When it comes to grips, feeling neutral works just fine for most players.
Nike VR Pro
(Lofts: 15, 18, 21, 24 degrees)
As with the driver of the same name, the purpose of the compression channel along the front of the club's sole is to add spring to shots hit on the lower portion of this hybrid's clubface. A variable-thickness face also boosts ball speed.
(Lofts: 8.5, 9.5, 10.5 degrees)
Nick Watney hit 69.6 percent of his fairways (ranked T-10) and averaged an eye-catching 320.8 yards per tee shot (ranked fourth) using a 910D3 at the AT&T National at Aronimink GC. The club (as with its sister D2 model) features a dual-angle adjustable hosel that allows the club's loft and lie angle to be set independently of the other to any of 16 settings. The crown of the all-titanium club is thinner from previous Titleist drivers to lower the center of gravity to produce a higher launch angle. The D3 features a smaller head (445cc) than the D2 which helps reduce spin.

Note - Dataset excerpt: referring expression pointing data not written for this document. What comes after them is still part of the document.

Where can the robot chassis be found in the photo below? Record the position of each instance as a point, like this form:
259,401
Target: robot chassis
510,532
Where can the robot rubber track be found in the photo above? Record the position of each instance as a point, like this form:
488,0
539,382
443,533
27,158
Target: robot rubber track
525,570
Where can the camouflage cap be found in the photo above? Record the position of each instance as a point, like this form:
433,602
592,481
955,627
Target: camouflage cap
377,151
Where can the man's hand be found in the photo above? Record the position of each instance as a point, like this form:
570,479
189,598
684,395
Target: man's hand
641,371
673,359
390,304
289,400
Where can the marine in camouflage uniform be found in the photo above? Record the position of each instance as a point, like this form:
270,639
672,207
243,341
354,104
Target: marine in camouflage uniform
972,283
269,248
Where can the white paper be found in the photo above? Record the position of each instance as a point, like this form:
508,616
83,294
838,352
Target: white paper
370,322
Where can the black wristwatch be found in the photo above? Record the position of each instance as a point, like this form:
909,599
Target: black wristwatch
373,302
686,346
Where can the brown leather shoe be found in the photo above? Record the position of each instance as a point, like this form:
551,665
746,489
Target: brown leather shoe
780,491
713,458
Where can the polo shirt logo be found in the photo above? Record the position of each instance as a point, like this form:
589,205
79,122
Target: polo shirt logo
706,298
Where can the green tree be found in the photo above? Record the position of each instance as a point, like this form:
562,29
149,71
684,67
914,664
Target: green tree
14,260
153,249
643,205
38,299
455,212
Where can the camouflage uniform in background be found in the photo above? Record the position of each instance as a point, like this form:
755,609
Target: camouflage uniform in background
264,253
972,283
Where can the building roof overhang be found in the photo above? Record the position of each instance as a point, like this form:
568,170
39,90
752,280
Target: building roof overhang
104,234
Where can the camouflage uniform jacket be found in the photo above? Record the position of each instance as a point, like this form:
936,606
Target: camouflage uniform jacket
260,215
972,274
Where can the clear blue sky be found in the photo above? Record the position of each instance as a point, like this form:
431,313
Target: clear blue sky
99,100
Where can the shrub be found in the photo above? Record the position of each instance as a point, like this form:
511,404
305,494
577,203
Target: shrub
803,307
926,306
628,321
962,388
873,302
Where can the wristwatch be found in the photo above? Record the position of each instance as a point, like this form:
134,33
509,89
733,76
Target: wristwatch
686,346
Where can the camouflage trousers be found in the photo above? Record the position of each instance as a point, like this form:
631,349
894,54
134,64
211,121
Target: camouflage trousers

On any given week up to 25 percent of the field in a PGA Tour event will change putters. Sometimes it pays off, as it did for Nick Watney at the AT&T National. Watney put a Scotty Cameron by Titleist Newport Fastback Select XPerimental Tour Prototype in play and the mid-mallet worked well enough for him to take the title on the strength of ranking second in putts per round and third in putts per green in regulation. At one point, over the third and fourth rounds, Watney had 16 one-putts during a 19-hole stretch...AT&T runner-up K.J. Choi’s Miura 501 irons weigh 6 grams less in the hosel area in order to match the frequency of the shafts throughout the set. Choi also added a 3- and 5-wood from Akira Golf at Aronimink GC...Robert Allenby switched out his entire wood set and shafts (Aldila RIP) at Aronimink, using TaylorMade’s Burner SuperFast 2.0 white driver (10.5 degrees) and Burner SuperFast 2.0 3- and 5-woods (15 and 18 degrees, respectively). Allenby finished T-6...A week after putting Ping’s G20 driver in play (as well as going back to his trusty Ping Anser F putter which is 4 degrees flat), Chris DiMarco added Ping’s G20 3-wood at the AT&T. DiMarco finished T-13 after a final-round 64, his second–best showing of the year (T-11 Puerto Rico Open).